Corporate governance code

Our corporate governance structure, its supervision and the way it is reported, is in line with the Dutch Corporate Governance Code.

Compliance with current corporate governance code

This Dutch code, first set up in December 2003, contains principles and best practice provisions that regulate relations between the Board of Management, the Supervisory Board and the Shareholder meeting. Companies may depart from the best practice provisions, as these may be justified in certain circumstances. The broad outline of our corporate governance structure and compliance with the principles and best practices of the code – including explanation of our few (currently 4) deviations – was discussed in the AGM in 2010. Since that date no substantial changes have been made. Any substantial changes in the corporate governance structure of Fugro and its compliance with the Code will be submitted to the AGM.
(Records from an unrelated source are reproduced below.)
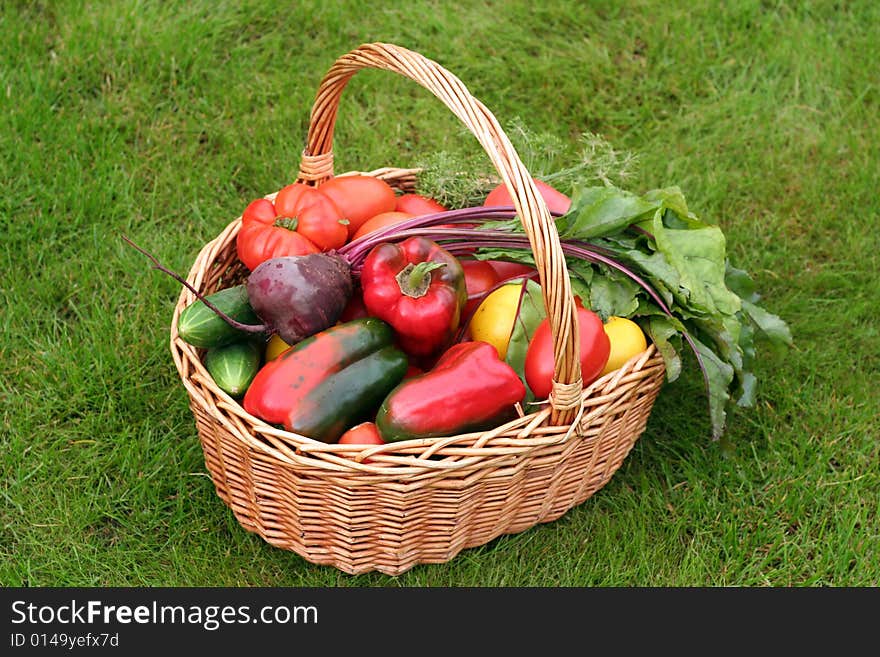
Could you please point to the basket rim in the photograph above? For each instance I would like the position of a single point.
(514, 436)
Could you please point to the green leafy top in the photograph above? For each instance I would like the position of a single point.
(671, 275)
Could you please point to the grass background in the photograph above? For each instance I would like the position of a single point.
(162, 120)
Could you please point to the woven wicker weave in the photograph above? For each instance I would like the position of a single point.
(390, 507)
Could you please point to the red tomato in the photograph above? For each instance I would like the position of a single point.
(259, 239)
(359, 198)
(595, 349)
(556, 201)
(506, 270)
(479, 278)
(381, 220)
(417, 205)
(364, 433)
(318, 218)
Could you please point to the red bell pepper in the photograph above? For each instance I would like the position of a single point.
(418, 287)
(469, 389)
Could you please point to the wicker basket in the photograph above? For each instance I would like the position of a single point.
(390, 507)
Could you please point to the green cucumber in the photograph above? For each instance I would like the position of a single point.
(200, 326)
(233, 366)
(349, 396)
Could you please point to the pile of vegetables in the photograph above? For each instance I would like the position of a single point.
(371, 317)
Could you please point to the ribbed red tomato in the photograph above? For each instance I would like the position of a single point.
(359, 198)
(595, 349)
(556, 201)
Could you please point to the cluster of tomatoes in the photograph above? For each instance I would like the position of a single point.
(304, 219)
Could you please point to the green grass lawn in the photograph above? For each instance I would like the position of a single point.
(162, 120)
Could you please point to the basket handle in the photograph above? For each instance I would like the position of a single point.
(316, 167)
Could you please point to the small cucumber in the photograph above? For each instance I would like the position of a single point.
(200, 326)
(234, 366)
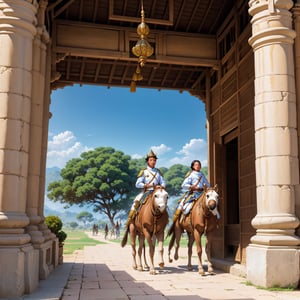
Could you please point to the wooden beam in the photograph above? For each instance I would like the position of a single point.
(102, 41)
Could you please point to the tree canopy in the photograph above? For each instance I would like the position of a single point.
(101, 178)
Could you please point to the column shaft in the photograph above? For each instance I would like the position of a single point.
(276, 146)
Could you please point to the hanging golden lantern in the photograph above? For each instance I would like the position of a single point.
(142, 49)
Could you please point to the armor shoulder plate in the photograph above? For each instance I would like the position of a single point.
(141, 172)
(160, 173)
(188, 174)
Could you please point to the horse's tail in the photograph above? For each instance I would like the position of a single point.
(171, 229)
(124, 240)
(171, 243)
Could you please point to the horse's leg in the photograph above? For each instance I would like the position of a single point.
(146, 266)
(133, 245)
(178, 233)
(190, 250)
(140, 252)
(210, 268)
(151, 251)
(197, 236)
(160, 245)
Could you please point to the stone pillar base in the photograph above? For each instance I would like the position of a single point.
(19, 271)
(273, 266)
(48, 253)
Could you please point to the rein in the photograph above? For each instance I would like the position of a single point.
(156, 214)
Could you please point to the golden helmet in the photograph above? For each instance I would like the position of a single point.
(151, 154)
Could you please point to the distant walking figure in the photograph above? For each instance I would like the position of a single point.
(105, 231)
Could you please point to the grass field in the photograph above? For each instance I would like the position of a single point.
(77, 239)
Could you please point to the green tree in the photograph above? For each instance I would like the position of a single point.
(174, 178)
(101, 178)
(85, 217)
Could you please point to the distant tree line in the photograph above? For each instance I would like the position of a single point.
(104, 178)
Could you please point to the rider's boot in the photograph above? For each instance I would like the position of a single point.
(132, 213)
(176, 215)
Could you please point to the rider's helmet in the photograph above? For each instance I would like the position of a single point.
(151, 154)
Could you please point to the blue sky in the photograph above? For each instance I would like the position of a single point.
(86, 117)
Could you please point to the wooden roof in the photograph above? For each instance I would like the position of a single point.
(92, 41)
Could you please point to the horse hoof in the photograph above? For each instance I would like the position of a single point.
(201, 272)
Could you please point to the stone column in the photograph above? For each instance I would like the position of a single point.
(18, 259)
(296, 13)
(273, 255)
(40, 234)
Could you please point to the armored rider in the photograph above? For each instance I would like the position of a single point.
(148, 178)
(193, 185)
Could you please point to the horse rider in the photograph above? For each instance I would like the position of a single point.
(147, 179)
(193, 185)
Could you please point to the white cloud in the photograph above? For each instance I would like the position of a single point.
(161, 149)
(62, 148)
(136, 156)
(195, 149)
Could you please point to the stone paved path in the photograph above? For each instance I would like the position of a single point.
(105, 272)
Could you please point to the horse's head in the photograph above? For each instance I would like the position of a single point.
(212, 199)
(160, 196)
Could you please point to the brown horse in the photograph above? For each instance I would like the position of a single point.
(203, 219)
(149, 223)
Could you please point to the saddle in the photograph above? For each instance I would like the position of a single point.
(188, 207)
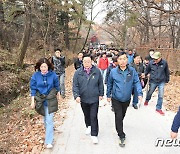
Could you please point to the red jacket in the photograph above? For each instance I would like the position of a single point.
(103, 63)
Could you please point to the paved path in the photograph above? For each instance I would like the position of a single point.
(142, 127)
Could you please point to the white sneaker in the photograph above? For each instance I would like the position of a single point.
(94, 139)
(88, 130)
(49, 146)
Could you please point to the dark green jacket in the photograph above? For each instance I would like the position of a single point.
(51, 101)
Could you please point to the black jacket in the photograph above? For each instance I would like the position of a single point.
(158, 72)
(88, 88)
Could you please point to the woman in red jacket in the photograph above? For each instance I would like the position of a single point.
(103, 65)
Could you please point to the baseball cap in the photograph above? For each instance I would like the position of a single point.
(156, 55)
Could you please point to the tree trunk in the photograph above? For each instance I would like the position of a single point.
(77, 35)
(26, 35)
(177, 38)
(66, 31)
(2, 41)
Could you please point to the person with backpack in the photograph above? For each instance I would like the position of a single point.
(45, 93)
(59, 67)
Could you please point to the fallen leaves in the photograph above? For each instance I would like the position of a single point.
(22, 129)
(172, 94)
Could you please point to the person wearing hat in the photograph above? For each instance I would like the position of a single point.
(159, 75)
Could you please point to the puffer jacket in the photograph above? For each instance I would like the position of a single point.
(51, 99)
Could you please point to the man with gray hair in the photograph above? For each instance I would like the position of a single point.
(159, 75)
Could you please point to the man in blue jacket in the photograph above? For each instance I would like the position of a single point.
(121, 81)
(88, 89)
(175, 125)
(159, 75)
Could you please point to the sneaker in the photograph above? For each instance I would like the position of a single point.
(49, 146)
(94, 139)
(146, 103)
(122, 142)
(160, 112)
(135, 106)
(88, 130)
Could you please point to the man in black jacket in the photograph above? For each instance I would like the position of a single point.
(159, 75)
(88, 89)
(78, 61)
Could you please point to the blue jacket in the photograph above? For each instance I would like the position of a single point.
(111, 66)
(176, 122)
(44, 83)
(88, 88)
(121, 83)
(158, 72)
(130, 58)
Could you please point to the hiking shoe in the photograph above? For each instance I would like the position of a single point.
(146, 103)
(49, 146)
(160, 112)
(135, 106)
(88, 130)
(94, 139)
(122, 142)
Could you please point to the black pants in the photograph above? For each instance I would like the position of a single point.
(91, 116)
(120, 112)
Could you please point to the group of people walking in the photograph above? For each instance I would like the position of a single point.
(125, 75)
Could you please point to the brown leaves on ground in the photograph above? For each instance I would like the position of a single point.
(172, 93)
(22, 129)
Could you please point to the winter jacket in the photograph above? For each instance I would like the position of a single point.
(51, 99)
(130, 58)
(44, 83)
(103, 63)
(59, 65)
(111, 66)
(41, 85)
(121, 83)
(176, 122)
(158, 72)
(78, 63)
(139, 68)
(88, 87)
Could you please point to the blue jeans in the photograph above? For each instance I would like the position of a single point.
(62, 83)
(49, 126)
(135, 96)
(152, 87)
(103, 73)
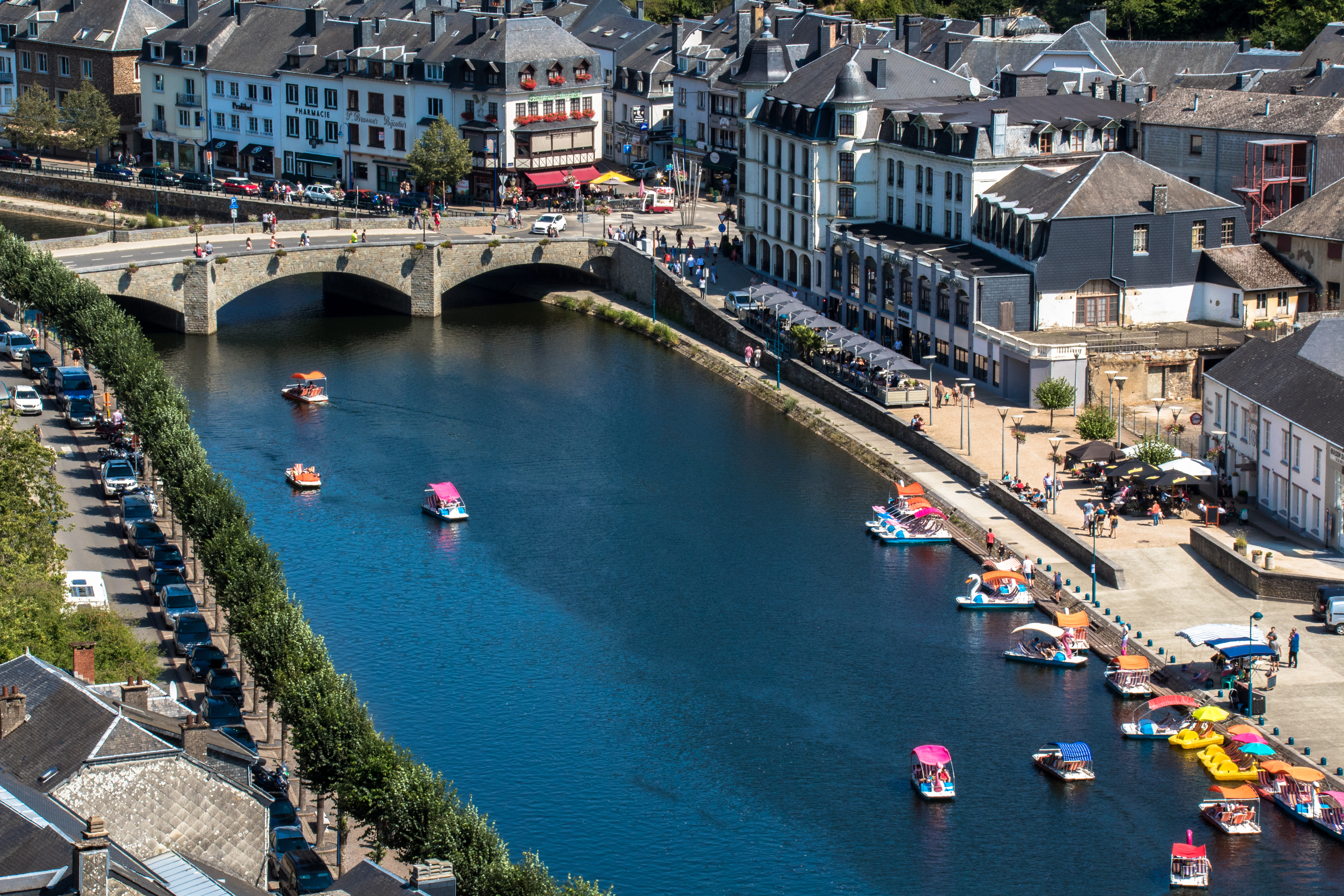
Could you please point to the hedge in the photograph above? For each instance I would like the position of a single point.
(412, 809)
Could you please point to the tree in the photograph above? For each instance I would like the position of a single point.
(1054, 394)
(440, 156)
(1154, 451)
(34, 120)
(89, 120)
(1096, 424)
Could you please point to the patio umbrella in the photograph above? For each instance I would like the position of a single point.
(1093, 452)
(1132, 468)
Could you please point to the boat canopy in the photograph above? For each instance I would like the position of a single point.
(1077, 751)
(1042, 628)
(445, 492)
(932, 754)
(1221, 631)
(1240, 792)
(1073, 620)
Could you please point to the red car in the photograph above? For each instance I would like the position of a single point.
(241, 186)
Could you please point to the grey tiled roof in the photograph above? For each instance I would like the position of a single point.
(1300, 377)
(1320, 215)
(1113, 183)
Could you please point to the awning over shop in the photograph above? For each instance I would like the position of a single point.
(315, 159)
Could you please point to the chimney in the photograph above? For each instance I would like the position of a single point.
(194, 737)
(11, 710)
(999, 134)
(826, 38)
(435, 878)
(82, 666)
(136, 694)
(952, 54)
(90, 860)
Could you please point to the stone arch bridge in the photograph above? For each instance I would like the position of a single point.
(189, 293)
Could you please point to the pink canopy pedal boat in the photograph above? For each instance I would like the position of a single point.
(444, 503)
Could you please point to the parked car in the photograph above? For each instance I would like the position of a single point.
(204, 659)
(112, 171)
(15, 345)
(167, 558)
(116, 476)
(177, 601)
(302, 871)
(146, 535)
(284, 840)
(543, 223)
(25, 400)
(11, 159)
(34, 362)
(220, 711)
(190, 631)
(160, 177)
(225, 683)
(135, 508)
(80, 414)
(241, 187)
(198, 180)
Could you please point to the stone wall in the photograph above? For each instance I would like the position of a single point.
(1269, 585)
(1066, 542)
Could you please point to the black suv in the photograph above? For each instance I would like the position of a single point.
(197, 180)
(160, 177)
(112, 171)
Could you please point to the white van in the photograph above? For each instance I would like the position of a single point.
(85, 589)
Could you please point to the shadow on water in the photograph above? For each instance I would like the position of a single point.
(663, 652)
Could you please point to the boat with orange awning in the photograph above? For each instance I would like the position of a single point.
(1128, 676)
(1076, 629)
(1234, 810)
(998, 590)
(311, 389)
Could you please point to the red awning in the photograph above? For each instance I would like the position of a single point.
(548, 179)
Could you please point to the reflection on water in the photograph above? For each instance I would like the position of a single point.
(663, 651)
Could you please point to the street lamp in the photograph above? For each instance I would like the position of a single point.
(930, 359)
(1120, 412)
(1054, 469)
(1017, 461)
(1003, 440)
(1250, 682)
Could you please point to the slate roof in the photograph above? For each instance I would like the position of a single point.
(130, 22)
(1113, 183)
(1320, 215)
(1250, 268)
(1300, 377)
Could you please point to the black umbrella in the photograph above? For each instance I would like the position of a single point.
(1133, 468)
(1093, 452)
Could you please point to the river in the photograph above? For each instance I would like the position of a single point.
(663, 652)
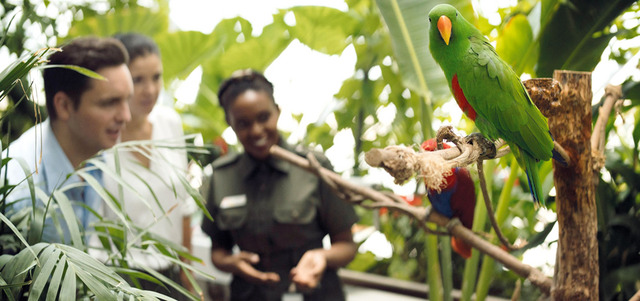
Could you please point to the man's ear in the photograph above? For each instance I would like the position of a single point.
(63, 105)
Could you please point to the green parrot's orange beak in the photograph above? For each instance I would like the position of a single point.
(444, 26)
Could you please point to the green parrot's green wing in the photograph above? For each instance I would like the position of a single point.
(503, 107)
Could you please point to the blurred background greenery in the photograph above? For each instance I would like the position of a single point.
(394, 95)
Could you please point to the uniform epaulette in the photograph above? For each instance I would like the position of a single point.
(225, 160)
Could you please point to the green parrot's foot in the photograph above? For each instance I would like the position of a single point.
(446, 132)
(487, 146)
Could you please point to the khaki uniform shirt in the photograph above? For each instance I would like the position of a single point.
(277, 210)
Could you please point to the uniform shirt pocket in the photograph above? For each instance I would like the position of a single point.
(298, 212)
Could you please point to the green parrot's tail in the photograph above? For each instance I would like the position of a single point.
(531, 169)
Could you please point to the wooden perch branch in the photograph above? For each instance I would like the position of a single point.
(422, 214)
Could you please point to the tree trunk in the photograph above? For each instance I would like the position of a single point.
(576, 270)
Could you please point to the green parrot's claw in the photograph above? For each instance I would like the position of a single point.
(488, 147)
(446, 132)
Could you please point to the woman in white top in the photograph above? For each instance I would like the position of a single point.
(152, 170)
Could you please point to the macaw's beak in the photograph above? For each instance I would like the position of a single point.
(444, 26)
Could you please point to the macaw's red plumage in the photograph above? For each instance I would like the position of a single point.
(457, 198)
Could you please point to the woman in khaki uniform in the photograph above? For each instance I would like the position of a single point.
(276, 213)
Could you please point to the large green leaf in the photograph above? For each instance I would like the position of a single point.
(138, 19)
(322, 28)
(576, 34)
(408, 25)
(183, 51)
(514, 40)
(243, 51)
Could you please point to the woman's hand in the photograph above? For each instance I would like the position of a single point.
(308, 273)
(241, 264)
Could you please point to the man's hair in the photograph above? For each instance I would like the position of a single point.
(138, 45)
(241, 81)
(89, 52)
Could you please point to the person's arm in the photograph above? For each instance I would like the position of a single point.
(308, 273)
(241, 264)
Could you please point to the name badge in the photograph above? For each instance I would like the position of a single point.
(233, 201)
(292, 297)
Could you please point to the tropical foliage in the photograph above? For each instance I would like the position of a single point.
(394, 72)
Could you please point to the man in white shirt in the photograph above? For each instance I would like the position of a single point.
(86, 115)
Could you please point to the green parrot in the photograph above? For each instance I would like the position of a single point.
(489, 92)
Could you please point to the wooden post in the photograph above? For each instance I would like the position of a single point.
(576, 270)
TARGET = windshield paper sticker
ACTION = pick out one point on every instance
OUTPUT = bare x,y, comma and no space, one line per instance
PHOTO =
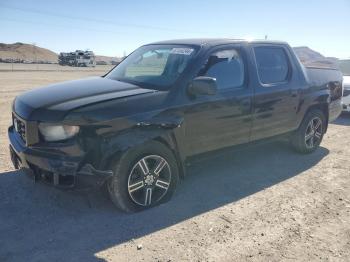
181,51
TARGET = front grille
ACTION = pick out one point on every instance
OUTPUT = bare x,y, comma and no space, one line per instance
20,128
346,92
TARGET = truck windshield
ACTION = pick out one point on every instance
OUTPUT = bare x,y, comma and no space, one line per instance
154,66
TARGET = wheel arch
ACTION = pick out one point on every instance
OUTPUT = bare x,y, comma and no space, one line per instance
324,108
115,146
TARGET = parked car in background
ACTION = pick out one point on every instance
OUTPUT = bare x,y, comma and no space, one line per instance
344,66
136,127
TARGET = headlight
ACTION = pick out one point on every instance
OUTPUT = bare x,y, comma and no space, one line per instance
52,132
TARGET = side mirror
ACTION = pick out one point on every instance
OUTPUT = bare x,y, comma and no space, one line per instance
203,85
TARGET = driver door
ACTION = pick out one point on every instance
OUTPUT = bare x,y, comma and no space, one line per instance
224,119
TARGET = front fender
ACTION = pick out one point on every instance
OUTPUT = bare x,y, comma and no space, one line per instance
168,133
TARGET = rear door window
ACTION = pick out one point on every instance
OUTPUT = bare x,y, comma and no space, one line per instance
227,67
272,64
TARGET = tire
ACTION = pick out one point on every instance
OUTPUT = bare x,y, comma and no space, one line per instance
308,137
144,176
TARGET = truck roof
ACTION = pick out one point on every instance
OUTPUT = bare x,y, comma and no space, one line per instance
215,41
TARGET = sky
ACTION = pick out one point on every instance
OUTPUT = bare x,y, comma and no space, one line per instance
115,28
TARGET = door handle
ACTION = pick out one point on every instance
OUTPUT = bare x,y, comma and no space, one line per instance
294,93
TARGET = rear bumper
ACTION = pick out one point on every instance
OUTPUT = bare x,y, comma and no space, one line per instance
58,169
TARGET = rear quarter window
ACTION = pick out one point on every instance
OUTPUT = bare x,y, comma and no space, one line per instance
272,64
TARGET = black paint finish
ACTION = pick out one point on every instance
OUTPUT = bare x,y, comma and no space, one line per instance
114,116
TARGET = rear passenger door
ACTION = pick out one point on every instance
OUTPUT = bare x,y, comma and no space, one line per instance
276,96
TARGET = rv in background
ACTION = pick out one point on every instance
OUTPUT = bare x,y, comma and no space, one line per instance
78,58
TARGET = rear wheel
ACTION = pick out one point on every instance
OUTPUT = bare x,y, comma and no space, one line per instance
144,177
308,136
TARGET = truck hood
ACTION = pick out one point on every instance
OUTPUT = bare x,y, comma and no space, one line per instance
53,102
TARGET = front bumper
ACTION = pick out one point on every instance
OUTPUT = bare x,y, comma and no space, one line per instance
53,166
346,103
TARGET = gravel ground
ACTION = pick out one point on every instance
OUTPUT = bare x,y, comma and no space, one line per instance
264,203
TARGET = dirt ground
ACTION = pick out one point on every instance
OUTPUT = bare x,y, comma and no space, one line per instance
265,203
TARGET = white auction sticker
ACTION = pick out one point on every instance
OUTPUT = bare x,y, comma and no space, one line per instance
182,51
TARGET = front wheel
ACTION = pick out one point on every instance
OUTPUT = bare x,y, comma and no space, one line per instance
144,177
308,137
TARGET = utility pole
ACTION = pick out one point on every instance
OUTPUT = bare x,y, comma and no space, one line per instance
34,53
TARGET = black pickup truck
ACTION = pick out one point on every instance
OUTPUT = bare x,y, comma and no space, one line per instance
134,128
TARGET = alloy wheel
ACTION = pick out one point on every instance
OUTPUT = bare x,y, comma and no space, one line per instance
149,180
313,132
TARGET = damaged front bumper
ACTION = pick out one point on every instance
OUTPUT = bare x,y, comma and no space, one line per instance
54,167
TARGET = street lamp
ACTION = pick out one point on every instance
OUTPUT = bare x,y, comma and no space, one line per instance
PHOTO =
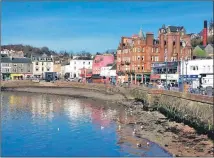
186,62
166,56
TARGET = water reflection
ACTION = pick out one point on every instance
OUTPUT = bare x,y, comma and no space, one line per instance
39,123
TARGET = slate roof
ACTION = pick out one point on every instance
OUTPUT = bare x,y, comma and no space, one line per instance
15,60
201,46
172,28
114,67
109,65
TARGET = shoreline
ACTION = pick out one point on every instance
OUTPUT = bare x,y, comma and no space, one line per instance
176,138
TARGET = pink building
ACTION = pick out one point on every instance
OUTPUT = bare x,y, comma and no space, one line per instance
101,61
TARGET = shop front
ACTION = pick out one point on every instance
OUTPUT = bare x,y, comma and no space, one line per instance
28,76
169,77
17,76
155,77
6,76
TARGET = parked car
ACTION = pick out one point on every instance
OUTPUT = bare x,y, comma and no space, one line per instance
71,79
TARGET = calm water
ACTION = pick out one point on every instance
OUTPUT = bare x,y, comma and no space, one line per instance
50,125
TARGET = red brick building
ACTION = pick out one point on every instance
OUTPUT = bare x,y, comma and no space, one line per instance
136,54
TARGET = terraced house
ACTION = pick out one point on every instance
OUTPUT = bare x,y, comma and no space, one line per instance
136,54
16,68
42,64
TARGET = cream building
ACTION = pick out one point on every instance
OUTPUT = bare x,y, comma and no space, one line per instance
42,64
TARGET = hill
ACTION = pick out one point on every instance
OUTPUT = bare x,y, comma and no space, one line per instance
28,50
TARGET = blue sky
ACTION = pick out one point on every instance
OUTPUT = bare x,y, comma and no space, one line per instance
94,26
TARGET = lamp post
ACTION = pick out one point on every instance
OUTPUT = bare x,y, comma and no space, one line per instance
166,65
186,62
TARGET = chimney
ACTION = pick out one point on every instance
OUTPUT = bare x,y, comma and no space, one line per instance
149,38
205,33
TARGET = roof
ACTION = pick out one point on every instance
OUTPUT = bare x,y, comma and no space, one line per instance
172,28
16,60
96,76
114,67
201,46
212,45
109,65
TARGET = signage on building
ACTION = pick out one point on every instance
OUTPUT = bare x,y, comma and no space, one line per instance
154,76
190,76
169,76
164,64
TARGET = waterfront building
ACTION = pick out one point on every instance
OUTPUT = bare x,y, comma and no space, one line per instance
193,70
65,70
136,54
99,62
12,53
57,67
77,64
109,72
6,65
86,74
165,71
209,50
42,64
16,68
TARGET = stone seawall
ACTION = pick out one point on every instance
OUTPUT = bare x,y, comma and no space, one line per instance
195,110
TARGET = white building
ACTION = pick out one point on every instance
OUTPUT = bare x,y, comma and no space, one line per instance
197,67
108,72
193,70
42,64
76,65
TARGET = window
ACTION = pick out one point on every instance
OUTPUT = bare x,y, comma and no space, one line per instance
156,58
142,58
208,68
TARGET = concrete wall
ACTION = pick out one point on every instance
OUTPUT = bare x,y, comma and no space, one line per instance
195,109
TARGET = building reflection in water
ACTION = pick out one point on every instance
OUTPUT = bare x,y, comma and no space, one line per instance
48,106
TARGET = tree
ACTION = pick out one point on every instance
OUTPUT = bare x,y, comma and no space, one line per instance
196,41
200,53
45,49
210,40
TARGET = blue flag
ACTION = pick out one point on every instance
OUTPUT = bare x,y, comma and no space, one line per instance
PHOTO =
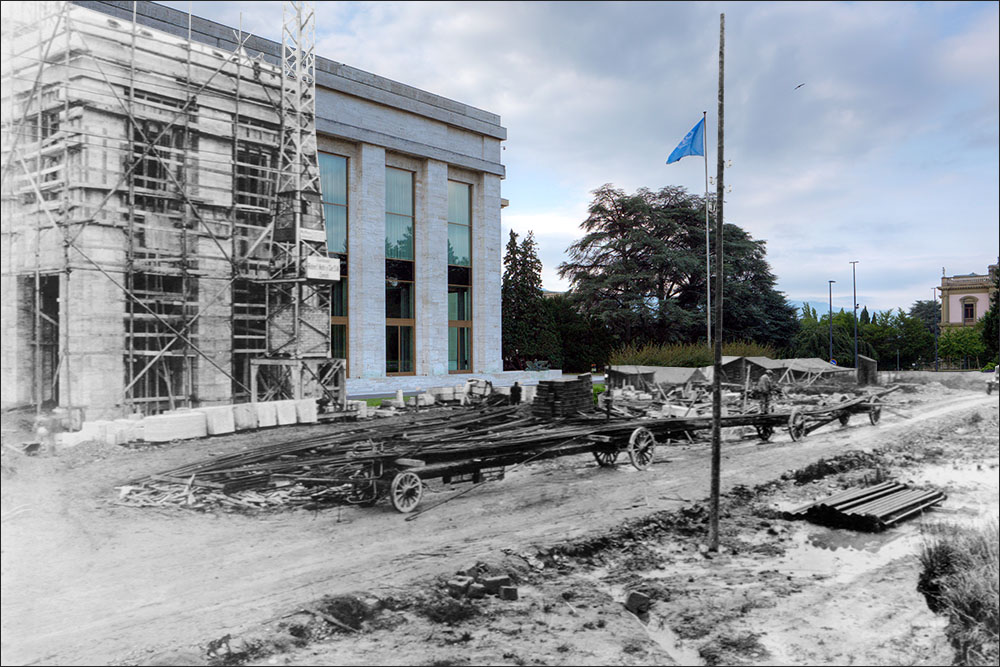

Download the Fugro Comply or Explain report (pdf) – detailing our compliance with the Code

Revised corporate governance code

On 8 December 2016 the corporate governance code monitoring committee published a revised version of the code. Dutch listed companies should report in 2018 on compliance for the 2017 financial year. In the course of 2017 Fugro will be acquainting itself with the revised code and bring its corporate governance structure in line. In 2018 Fugro will report on the revised Code with respect to the financial year 2017 and the key aspects of the corporate governance structure and compliance with the revised code will be discussed at the 2018 AGM.